A chilling turn by Patrick Bauchau as Albert Fish, the seemingly harmless old gent exposed in 1934 as a serial child murderer, dominates "The Gray Man."
A chilling turn by Patrick Bauchau as Albert Fish, the seemingly harmless old gent exposed in 1934 as a serial child murderer, dominates “The Gray Man.” Skirting graphic horror terrain for a less sensational character study/detective-procedural, helmer Scott Flynn’s debut feature manages to be just moderately compelling despite the grotesque subject. Cable and DVD sales are signaled.

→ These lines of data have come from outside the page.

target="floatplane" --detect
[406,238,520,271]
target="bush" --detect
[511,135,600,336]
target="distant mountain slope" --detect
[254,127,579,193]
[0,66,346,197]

Fish raised six children alone after their mother abandoned the family. Grown by the time the pic starts in the late 1920s, his kids thought him peculiar. But they had no idea his transient life of boarding houses and odd jobs obscured extremely disturbed penchants for religious fanaticism, obscene letter-writing, self-flagellation, pederasty, even cannibalism. A compulsive liar, it’s unknown how many crimes he actually committed. Pic details just one, his abduction of 10-year-old Grace Bud from poor parents who thought him a charitable wealthy farmer. Jack Conley plays (with a bit too much posturing) the police dick obsessed with finding her killer. Bauchau gives a credible, unnerving perf. Production nicely recreates the tenement milieu of another working-class age. But given its theme, “Man” should leave a more potent impression.